Mängel im Mittelstand

D. ist mit seiner bisherigen Einstellung zum Vorsorgethema offenbar kein Einzelfall im Mittelstand. Je nach Betrieb scheint es zum Teil durchaus markante Mängel in der individuellen Notfallplanung zu geben, die sich auf nahezu sämtliche unternehmensrelevante Bereiche erstrecken. Zu einer professionellen Notfallplanung gehört wie im Beispiel also auch ein kontinuierlich anzupassender Versicherungsschutz, der sich an der jeweiligen Entwicklung des Betriebes orientiert. Hier sollte man ähnlich verfahren wie bei privaten Versicherungspolicen, die man möglichst auch an die sich verändernden Lebensverhältnisse des Unternehmers und seiner Familie sinnvollerweise anpasst.

Die Kennzahlen im Blick

Bei einem weiteren, ebenfalls wichtigen Problembereich unternehmerischer Vorsorge geht es um ein funktionierendes Controlling und das rechtzeitige Auswerten betriebswirtschaftlicher Kennzahlen. Darüber hinaus sollte ein gutes Kreditmanagement für die im Betrieb wichtige Liquidität sorgen. Das gilt auch für die Fremdkapitalfinanzierung durch eine oder mehrere Hausbanken. Ein Überziehungskredit sollte obligatorisch sein. Man muss Höhe und Laufzeit regelmäßig überprüfen. Auch betriebliche Darlehen sind eine Möglichkeit. Umschuldungen können hier genauso wichtig sein wie ein regelmäßiger Informationsaustausch zwischen Bank und Kunde beispielsweise über Sonderkredite oder über öffentliche Förderprogramme.

In Kontakt bleiben

Hilfreich ist ein regelmäßiger Informationsaustausch. Regelmäßig auch dann, wenn es um die jeweilige Beurteilung der Bonität durch die kreditgebenden Banken geht. Begriffe wie „Rating“ oder „Scoring“ als wesentliche Maßstäbe der Kreditwürdigkeit sollten ebenso zum alltäglichen Sprachgebrauch des Unternehmers gehören wie der jeweilige Stand seiner möglicherweise umfangreichen Kreditsicherheiten. Auch eventuelle Mängel in der Datentechnik dürfen nicht unterschätzt werden: So sollte man etwa über die doch eigentlich selbstverständliche sorgfältige Verwahrung von Sicherungskopien mit wichtigen betrieblichen Daten ebenso nachdenken wie über eine regelmäßige Aktualisierung der jeweils genutzten Hard- und Software.

Faktor Unternehmer

Bei aller Sorgfalt im Hinblick auf betriebliche Details darf man nicht übersehen, dass die Arbeitskraft des Unternehmers die wohl größte Bedeutung für den Fortbestand des Betriebes besitzt. Konkret bedeutet das: Stellen Sie sicher, dass bei einem plötzlichen Ausfall des Betriebsinhabers das Unternehmen weitgehend reibungslos fortgeführt werden kann. Dazu gehören Bankvollmachten ebenso wie klare und verbindliche Regelungen beim täglichen Geschäftsverkehr.

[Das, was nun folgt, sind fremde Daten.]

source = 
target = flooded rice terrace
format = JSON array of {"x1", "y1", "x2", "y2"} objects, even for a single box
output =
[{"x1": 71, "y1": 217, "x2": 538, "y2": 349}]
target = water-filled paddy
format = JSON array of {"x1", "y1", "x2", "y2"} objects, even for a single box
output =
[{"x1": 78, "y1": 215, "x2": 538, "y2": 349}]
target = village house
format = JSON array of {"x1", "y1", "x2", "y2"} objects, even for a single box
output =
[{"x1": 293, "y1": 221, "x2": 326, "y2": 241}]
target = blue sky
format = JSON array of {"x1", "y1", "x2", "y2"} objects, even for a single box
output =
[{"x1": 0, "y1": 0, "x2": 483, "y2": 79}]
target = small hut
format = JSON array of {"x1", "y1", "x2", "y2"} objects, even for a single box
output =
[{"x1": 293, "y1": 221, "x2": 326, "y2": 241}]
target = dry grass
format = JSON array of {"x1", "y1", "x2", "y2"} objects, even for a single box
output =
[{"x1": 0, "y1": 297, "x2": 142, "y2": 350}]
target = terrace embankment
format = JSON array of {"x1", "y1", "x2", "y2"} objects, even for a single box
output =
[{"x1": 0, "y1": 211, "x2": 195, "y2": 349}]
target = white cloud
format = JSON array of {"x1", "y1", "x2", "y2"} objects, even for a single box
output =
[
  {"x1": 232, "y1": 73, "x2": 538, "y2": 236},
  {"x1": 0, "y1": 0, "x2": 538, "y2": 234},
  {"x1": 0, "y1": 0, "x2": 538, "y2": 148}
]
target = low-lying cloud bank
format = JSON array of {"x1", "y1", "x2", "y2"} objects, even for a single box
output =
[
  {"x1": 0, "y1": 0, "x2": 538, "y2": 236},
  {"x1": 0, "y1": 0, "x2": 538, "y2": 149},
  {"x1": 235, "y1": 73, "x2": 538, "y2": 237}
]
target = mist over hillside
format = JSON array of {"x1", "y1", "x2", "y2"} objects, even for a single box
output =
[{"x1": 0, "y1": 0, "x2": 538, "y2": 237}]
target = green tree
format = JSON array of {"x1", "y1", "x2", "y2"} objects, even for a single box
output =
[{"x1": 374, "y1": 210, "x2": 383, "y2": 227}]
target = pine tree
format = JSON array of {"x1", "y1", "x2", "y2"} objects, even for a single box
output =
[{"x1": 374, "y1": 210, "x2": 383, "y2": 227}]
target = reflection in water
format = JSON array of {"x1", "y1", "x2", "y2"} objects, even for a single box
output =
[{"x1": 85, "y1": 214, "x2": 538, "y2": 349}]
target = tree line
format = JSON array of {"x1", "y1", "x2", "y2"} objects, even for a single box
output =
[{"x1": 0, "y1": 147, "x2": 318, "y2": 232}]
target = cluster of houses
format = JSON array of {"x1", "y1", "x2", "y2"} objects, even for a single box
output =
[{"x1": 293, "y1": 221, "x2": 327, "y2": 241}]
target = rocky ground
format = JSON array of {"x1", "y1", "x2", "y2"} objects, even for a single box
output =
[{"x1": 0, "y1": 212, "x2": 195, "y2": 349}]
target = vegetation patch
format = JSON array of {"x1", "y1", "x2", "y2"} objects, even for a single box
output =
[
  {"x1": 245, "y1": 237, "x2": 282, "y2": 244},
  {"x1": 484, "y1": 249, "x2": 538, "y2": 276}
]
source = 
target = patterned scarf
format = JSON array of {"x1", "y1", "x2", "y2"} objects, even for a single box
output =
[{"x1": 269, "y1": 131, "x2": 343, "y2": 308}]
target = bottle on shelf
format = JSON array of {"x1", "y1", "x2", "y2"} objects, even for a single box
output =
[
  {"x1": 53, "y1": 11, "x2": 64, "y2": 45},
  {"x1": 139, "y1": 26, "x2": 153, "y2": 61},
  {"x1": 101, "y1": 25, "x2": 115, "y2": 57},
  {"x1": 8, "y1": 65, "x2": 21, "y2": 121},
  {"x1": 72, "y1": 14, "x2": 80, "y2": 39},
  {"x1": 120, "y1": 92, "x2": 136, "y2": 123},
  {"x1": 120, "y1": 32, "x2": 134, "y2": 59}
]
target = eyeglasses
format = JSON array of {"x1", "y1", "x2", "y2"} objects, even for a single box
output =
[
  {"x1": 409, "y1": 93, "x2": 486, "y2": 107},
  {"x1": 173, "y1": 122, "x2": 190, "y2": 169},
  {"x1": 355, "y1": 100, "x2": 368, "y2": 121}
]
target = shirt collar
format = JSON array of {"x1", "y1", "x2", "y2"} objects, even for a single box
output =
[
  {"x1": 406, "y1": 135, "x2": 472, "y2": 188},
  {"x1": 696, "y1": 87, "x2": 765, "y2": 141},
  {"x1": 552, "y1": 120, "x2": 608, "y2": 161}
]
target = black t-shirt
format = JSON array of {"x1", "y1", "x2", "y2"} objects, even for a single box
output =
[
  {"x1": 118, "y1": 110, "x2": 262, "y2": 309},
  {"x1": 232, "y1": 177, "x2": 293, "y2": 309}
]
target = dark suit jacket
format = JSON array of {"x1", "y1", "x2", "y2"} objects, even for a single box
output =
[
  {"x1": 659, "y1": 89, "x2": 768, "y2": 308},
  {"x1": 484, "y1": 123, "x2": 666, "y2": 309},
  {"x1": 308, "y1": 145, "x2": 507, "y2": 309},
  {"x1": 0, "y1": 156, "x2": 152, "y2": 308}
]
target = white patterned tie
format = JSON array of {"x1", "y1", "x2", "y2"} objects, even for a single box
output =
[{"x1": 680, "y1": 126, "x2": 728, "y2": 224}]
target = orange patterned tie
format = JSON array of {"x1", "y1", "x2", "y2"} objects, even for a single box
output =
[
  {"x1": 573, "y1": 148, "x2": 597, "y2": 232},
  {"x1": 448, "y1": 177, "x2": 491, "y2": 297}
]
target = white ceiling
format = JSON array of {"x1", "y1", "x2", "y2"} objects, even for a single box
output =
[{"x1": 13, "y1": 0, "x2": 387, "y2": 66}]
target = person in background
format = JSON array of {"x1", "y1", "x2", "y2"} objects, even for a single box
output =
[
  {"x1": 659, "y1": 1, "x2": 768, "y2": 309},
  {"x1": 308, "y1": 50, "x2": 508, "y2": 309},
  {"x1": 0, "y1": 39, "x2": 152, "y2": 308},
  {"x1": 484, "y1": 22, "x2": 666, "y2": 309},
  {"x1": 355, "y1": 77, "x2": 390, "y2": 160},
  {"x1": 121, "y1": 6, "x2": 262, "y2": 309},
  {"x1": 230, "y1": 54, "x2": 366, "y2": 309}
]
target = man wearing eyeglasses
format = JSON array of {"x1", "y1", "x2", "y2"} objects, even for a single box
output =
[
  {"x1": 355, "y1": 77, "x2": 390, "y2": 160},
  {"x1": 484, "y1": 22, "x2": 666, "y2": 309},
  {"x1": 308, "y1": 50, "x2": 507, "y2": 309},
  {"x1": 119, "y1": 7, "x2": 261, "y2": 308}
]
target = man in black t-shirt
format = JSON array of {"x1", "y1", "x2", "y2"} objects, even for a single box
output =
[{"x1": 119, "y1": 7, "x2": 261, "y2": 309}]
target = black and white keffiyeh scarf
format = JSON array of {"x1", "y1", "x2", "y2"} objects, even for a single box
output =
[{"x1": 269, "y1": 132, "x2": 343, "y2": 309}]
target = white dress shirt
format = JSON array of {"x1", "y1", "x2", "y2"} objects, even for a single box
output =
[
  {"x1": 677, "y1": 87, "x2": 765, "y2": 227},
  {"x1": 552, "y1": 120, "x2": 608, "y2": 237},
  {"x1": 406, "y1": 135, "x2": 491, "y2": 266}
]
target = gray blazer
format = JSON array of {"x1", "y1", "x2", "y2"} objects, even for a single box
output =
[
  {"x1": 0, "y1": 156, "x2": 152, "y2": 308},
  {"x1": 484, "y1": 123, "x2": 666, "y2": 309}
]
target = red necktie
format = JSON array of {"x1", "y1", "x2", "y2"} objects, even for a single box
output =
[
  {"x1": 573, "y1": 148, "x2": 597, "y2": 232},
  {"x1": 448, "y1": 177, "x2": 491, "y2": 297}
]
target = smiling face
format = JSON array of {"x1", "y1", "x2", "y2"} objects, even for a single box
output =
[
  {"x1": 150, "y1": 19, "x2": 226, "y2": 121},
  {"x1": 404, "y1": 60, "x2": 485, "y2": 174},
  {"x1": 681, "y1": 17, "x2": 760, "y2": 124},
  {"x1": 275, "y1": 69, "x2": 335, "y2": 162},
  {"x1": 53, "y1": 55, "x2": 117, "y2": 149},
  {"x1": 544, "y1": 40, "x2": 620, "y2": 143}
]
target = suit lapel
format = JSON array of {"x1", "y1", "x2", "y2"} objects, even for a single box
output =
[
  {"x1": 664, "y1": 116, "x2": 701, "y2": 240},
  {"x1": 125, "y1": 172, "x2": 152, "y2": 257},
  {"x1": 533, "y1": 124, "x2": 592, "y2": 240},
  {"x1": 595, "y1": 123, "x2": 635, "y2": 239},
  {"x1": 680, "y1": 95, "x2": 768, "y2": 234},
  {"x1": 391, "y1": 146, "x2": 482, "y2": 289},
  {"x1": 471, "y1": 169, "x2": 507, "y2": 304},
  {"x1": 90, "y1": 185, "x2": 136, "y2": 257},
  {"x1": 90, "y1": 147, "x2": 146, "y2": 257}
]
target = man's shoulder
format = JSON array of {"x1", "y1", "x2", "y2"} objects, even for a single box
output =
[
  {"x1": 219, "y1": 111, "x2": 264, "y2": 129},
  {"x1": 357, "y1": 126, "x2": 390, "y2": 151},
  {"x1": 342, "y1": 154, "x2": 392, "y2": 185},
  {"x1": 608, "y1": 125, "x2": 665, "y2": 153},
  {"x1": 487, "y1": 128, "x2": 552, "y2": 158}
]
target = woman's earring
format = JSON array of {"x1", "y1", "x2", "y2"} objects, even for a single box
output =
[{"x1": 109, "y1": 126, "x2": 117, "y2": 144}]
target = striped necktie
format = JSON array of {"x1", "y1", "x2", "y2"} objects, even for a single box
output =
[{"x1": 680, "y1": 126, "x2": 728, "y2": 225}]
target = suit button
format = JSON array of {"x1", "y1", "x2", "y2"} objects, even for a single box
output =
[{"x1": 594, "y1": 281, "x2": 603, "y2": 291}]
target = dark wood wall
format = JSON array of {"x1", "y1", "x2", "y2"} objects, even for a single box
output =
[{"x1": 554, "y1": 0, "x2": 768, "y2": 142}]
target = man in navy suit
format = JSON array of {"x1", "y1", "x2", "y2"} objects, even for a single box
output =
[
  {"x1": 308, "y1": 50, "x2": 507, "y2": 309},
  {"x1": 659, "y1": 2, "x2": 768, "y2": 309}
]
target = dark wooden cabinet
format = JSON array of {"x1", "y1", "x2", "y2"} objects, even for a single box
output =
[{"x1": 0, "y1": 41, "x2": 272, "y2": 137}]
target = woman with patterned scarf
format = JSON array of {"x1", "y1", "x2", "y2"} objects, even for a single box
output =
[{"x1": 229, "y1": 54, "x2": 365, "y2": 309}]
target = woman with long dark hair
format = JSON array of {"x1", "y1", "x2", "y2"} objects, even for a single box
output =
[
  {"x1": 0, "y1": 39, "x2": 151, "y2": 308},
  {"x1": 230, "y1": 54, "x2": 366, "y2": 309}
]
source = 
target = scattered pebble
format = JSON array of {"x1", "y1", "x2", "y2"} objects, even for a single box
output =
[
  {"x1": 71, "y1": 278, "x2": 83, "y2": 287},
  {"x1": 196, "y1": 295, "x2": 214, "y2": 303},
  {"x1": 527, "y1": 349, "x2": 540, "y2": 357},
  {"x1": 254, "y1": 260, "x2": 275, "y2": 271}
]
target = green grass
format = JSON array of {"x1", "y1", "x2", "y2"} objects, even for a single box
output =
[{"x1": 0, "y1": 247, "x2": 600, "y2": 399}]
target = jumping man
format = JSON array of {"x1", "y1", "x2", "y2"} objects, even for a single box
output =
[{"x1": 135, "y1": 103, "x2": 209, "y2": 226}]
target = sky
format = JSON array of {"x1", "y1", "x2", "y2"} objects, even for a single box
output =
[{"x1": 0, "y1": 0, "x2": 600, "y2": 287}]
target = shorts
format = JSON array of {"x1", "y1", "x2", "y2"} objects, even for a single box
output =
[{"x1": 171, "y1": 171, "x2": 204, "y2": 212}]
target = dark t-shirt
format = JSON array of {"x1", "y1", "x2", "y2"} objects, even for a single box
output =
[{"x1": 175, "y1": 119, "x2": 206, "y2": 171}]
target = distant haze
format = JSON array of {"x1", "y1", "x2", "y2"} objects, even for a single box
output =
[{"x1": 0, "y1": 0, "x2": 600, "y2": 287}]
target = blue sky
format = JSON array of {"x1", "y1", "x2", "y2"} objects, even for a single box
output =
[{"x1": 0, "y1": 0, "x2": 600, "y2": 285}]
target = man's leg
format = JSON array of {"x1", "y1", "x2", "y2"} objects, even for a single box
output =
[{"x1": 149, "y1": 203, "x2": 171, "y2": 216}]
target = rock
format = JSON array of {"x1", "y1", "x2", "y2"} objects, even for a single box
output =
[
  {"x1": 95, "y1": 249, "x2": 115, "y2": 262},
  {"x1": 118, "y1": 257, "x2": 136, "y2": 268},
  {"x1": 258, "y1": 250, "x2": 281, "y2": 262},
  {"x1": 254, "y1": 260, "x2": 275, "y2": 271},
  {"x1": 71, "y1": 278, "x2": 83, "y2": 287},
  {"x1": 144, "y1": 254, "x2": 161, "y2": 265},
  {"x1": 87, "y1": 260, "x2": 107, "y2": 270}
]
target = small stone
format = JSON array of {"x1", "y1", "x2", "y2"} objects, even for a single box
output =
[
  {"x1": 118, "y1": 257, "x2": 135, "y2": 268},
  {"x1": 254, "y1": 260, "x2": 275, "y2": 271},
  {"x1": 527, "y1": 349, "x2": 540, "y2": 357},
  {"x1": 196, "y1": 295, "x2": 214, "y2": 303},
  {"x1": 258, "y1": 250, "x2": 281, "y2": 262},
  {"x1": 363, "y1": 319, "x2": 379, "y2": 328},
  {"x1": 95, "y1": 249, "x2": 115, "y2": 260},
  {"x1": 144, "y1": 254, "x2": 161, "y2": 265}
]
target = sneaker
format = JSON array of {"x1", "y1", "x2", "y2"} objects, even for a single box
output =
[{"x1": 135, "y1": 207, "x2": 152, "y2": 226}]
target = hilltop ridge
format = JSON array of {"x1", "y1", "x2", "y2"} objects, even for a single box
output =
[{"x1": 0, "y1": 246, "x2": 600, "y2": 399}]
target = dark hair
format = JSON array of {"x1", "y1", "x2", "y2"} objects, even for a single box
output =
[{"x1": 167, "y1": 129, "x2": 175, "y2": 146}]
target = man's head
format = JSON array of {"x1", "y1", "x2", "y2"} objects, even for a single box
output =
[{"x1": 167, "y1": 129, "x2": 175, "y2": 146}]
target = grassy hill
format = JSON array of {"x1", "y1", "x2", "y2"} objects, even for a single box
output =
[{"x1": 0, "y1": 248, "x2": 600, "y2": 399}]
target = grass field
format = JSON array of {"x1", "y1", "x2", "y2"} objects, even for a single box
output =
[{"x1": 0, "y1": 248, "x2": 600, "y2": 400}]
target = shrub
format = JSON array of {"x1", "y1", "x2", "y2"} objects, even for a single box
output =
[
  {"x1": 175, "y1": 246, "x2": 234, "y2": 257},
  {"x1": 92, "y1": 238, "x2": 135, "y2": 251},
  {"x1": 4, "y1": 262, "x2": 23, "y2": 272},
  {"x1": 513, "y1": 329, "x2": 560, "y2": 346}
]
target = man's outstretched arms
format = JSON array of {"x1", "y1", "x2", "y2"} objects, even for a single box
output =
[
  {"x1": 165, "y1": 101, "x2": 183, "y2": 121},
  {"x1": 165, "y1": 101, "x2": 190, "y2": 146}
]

Nochmals zurück zu D., der sich nun entschlossen hat, mit Hilfe seines Steuerberaters und seiner Hausbank sämtliche relevanten Punkte zu bereden und innerhalb eines betriebsinternen Organisationshandbuchs für alle Mitarbeiter verbindliche Regeln einzuführen. Er verspricht sich davon auch eine Verbesserung seines betrieblichen Kreditratings. Ein solches Kreditrating schätzt die Bonität von Unternehmen ein. Immerhin zeigt er seiner Bank damit, dass er auch an dieser Stelle deren Vorstellung von einer professionellen Unternehmensführung Rechnung trägt

Check-Liste:

  • einerlei ob Vorsorge- oder Notfallplan: Mittelbetriebe sollten sich bei erkannten Lücken im Betriebsbereich kurzfristig um entsprechende Maßnahmen zur Schließung dieser Lücken bemühen;
  • neben Standesorganisationen können hierzu vor allem Banken und Steuerberater Hilfe leisten, da sie den jeweiligen Betrieb meist gut kennen und auch Erfahrungen mit vergleichbaren Unternehmen, selbstverständlich anonymisiert, einbringen können;
  • einmal verabschiedete Regelungen sollten nicht statisch gesehen, sondern vielmehr regelmäßig aktualisiert werden;
  • von großer Bedeutung ist bei so gut wie allen Maßnahmen die Einbindung der im Betrieb tätigen Mitarbeiter. Immerhin sind sie für die jeweilige Umsetzung dieser Maßnahmen mitverantwortlich.